Du concerto de Saint-Saëns, on pourrait retenir que le jeu de la violoncelliste, déjà malade, souffre de quelques hésitations et de quelques raideurs. Mais il serait bien malhonnête de ma part de n'y voir que ces défauts, tant cette version me transporte dans une autre dimension. Bien plus que dans son enregistrement studio, la soliste "joue sa vie" à chaque note. Chacune est attaquée avec une passion toujours croissante. Le vibrato, reconnaissable entre un million (s'il y a eu autant de violoncellistes!) produit chez l'auditeur quelques mémorables poussées d'adrénaline (dans le finale, les notes graves !!!) et l'aisance du jeu reste confondante, surtout quand on pense aux prises de risque incessantes de la solistes et de son époux, dirigeant avec une égale passion et une énergie non moins flagrante un orchestre de Philadelphie chauffé à blanc.
Cette prise de concert reste indispensable tant la sensualité et la passion s'en exhalent.

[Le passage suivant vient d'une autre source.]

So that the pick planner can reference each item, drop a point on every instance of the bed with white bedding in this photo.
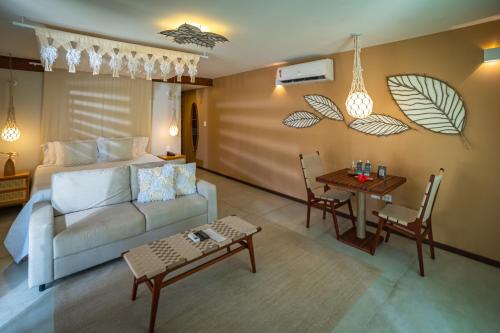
(16, 241)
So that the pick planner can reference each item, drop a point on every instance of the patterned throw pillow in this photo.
(156, 184)
(185, 178)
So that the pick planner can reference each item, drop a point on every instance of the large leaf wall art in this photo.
(428, 102)
(378, 124)
(301, 119)
(324, 106)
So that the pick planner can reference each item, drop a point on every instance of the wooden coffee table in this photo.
(152, 262)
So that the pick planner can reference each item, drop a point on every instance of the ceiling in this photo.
(261, 32)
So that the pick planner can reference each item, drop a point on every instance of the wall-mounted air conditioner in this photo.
(314, 71)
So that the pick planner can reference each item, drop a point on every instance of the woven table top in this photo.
(168, 253)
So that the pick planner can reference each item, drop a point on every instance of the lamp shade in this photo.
(10, 132)
(173, 130)
(359, 104)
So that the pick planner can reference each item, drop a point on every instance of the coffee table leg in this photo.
(252, 255)
(361, 218)
(134, 289)
(157, 281)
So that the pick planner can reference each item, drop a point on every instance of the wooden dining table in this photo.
(358, 236)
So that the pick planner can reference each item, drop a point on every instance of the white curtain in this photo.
(83, 106)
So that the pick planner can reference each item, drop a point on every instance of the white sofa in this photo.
(93, 217)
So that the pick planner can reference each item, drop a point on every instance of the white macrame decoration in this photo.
(164, 67)
(73, 55)
(122, 58)
(95, 59)
(179, 69)
(48, 52)
(359, 104)
(115, 62)
(133, 64)
(192, 68)
(149, 65)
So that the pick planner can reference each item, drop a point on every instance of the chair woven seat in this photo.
(398, 214)
(332, 195)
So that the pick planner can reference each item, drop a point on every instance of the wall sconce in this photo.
(491, 55)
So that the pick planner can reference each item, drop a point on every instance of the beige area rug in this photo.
(300, 286)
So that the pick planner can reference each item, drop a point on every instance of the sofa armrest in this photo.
(209, 191)
(40, 245)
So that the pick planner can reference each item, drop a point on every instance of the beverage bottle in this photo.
(359, 167)
(368, 168)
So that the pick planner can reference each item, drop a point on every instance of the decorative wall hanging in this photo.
(10, 131)
(324, 106)
(428, 102)
(321, 104)
(358, 103)
(120, 56)
(301, 119)
(190, 34)
(379, 125)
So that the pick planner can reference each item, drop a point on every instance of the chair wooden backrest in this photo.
(425, 211)
(311, 168)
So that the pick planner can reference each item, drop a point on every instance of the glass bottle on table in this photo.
(368, 168)
(359, 168)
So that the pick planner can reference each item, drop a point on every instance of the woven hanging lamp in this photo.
(10, 131)
(359, 104)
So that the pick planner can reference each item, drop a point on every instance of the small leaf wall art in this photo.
(301, 119)
(428, 102)
(379, 125)
(324, 106)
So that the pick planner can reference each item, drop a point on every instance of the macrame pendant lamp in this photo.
(173, 129)
(10, 131)
(359, 104)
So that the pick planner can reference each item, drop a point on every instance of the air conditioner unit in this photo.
(314, 71)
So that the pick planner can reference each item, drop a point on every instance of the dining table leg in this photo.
(361, 217)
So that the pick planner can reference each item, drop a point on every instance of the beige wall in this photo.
(247, 140)
(27, 104)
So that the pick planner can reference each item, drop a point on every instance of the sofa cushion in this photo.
(156, 184)
(115, 149)
(80, 190)
(134, 168)
(185, 179)
(80, 231)
(162, 213)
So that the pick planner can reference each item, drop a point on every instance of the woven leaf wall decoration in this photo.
(324, 106)
(428, 102)
(379, 125)
(301, 119)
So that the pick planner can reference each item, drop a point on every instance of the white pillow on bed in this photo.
(140, 145)
(115, 149)
(49, 153)
(73, 153)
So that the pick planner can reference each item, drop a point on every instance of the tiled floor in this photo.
(457, 294)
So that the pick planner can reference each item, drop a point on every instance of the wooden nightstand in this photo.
(14, 190)
(170, 158)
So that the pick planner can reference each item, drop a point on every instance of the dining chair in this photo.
(409, 222)
(320, 195)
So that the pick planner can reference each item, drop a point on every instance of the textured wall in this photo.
(247, 140)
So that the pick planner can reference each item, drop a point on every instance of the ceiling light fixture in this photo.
(491, 55)
(10, 131)
(359, 104)
(189, 34)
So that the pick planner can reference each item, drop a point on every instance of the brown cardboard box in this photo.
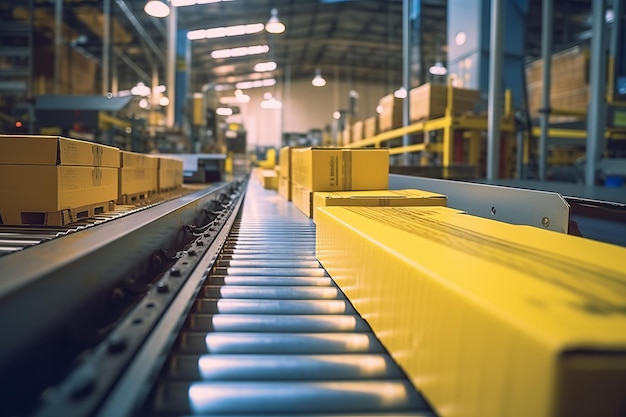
(138, 176)
(357, 131)
(370, 127)
(391, 115)
(377, 198)
(170, 173)
(428, 101)
(302, 198)
(42, 176)
(340, 169)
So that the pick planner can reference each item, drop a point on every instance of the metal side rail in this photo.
(268, 333)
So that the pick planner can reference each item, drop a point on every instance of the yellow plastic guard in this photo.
(487, 318)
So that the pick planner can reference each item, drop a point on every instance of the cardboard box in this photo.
(55, 150)
(170, 173)
(391, 114)
(302, 199)
(473, 308)
(370, 127)
(43, 176)
(357, 131)
(429, 101)
(377, 198)
(138, 176)
(30, 194)
(338, 169)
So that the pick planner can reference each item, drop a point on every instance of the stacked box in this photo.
(52, 180)
(170, 173)
(336, 169)
(357, 131)
(569, 85)
(138, 176)
(391, 115)
(284, 177)
(370, 127)
(269, 179)
(471, 307)
(377, 198)
(429, 101)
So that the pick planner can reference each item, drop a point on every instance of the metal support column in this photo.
(58, 44)
(406, 73)
(597, 89)
(546, 56)
(170, 64)
(495, 90)
(106, 46)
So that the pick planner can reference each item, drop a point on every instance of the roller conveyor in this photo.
(270, 333)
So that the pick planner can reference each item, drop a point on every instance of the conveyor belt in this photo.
(271, 333)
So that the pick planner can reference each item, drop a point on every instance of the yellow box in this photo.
(270, 179)
(429, 101)
(487, 318)
(377, 198)
(338, 169)
(138, 175)
(170, 173)
(391, 114)
(55, 150)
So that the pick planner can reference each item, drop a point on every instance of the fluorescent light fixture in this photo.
(180, 3)
(222, 32)
(242, 51)
(265, 66)
(241, 97)
(140, 90)
(157, 8)
(270, 102)
(400, 92)
(438, 69)
(244, 85)
(274, 25)
(224, 111)
(318, 80)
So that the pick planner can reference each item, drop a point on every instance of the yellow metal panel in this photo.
(479, 313)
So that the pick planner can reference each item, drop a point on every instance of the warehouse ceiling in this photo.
(357, 40)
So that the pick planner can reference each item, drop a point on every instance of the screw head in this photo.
(162, 287)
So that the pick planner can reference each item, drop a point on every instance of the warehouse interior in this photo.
(312, 208)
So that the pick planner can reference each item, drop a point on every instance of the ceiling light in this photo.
(242, 51)
(400, 92)
(438, 69)
(140, 90)
(157, 8)
(224, 111)
(274, 25)
(244, 85)
(270, 102)
(318, 80)
(265, 66)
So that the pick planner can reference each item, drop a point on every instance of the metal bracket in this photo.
(546, 210)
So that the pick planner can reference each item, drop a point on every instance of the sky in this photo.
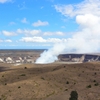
(40, 24)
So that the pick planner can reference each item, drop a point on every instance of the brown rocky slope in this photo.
(49, 81)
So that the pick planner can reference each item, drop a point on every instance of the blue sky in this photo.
(38, 24)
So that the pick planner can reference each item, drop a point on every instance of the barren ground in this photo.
(49, 81)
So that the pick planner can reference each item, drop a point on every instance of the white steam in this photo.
(86, 40)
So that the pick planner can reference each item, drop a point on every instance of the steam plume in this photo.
(85, 40)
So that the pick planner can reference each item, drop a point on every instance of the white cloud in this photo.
(40, 23)
(7, 33)
(42, 40)
(4, 1)
(24, 20)
(8, 40)
(29, 32)
(85, 7)
(12, 23)
(1, 40)
(54, 33)
(33, 39)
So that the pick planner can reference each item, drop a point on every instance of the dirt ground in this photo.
(49, 81)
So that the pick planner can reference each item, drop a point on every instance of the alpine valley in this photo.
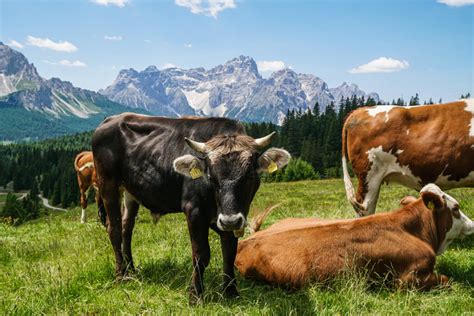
(32, 107)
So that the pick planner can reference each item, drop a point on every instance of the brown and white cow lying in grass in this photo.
(86, 177)
(402, 244)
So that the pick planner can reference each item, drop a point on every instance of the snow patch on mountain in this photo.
(234, 89)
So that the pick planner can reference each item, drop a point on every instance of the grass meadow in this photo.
(55, 265)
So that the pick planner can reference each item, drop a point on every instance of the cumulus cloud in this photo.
(456, 3)
(114, 38)
(118, 3)
(49, 44)
(381, 64)
(67, 63)
(168, 65)
(206, 7)
(268, 66)
(15, 44)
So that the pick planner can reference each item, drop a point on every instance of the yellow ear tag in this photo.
(431, 205)
(272, 167)
(195, 173)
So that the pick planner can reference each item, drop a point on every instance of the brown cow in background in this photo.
(410, 145)
(86, 177)
(402, 244)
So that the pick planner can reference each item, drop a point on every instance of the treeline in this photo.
(313, 138)
(46, 166)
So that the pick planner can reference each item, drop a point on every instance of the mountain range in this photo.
(32, 107)
(235, 89)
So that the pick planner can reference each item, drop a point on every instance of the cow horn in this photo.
(197, 146)
(264, 141)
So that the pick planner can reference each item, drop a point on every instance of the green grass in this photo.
(56, 265)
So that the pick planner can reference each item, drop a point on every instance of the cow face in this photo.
(451, 223)
(232, 164)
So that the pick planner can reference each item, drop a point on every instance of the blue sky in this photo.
(394, 47)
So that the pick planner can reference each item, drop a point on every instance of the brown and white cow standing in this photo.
(86, 177)
(402, 244)
(412, 146)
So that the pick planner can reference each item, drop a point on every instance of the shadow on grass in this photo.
(177, 276)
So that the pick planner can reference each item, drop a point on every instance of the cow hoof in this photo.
(231, 292)
(443, 280)
(194, 299)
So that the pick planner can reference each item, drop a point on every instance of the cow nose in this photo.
(230, 222)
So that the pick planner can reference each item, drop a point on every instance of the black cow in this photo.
(205, 167)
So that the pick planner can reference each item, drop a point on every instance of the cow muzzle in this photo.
(231, 222)
(468, 228)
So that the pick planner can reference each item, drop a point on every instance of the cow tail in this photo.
(257, 221)
(350, 193)
(102, 214)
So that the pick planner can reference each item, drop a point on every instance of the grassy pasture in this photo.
(56, 265)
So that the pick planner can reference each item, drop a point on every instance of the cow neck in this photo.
(419, 221)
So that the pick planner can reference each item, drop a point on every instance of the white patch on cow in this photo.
(83, 216)
(347, 181)
(470, 108)
(461, 226)
(227, 220)
(443, 180)
(385, 167)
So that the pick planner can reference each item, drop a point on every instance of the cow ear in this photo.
(273, 159)
(189, 166)
(432, 200)
(407, 200)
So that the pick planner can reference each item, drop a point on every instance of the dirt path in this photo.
(47, 205)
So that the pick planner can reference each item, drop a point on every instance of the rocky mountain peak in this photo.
(234, 89)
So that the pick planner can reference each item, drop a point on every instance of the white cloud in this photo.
(114, 38)
(67, 63)
(206, 7)
(118, 3)
(168, 65)
(269, 66)
(49, 44)
(456, 3)
(381, 64)
(15, 44)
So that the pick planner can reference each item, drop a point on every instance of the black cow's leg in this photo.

Le Concerto de Dvorak est encore plus inoubliable. Ce n'est pas tant l'accompagnement assez réservé de Celibidache qui intéresse que le jeu totalement hypnotisant de l'immense Jacqueline. Ses longs phrasés hyper-sensuels ne cessent d'émerveiller, de même que la liberté rhapsodique de son jeu. Dès l'attaque initiale du violoncelle, on sait que, malgré l'orchestre, elle va nous faire vivre de grands instants de musique. Son expressivité à fleur de peau nous vaut de grands moments d'émotion. Le travail très approfondi sur les nuances est un autre témoin du travail en profondeur fait par l'artiste sur ce concerto et ceci malgré une apparente spontanéité dans l'exécution. Elle parvient même à nous faire oublier que l'oeuvre est jouée dans des tempos sensiblement plus lents que de coutume. Signe que son jeu voit au-delà des barres de mesure et qu'elle était maître(sse) du temps mieux que quiconque. Elle ne faisait qu'une, non seulement avec son sublime Davidov de 1712 mais aussi avec la musique qu'elle jouait. C'est à cela que l'on reconnait les Très Grands Artistes.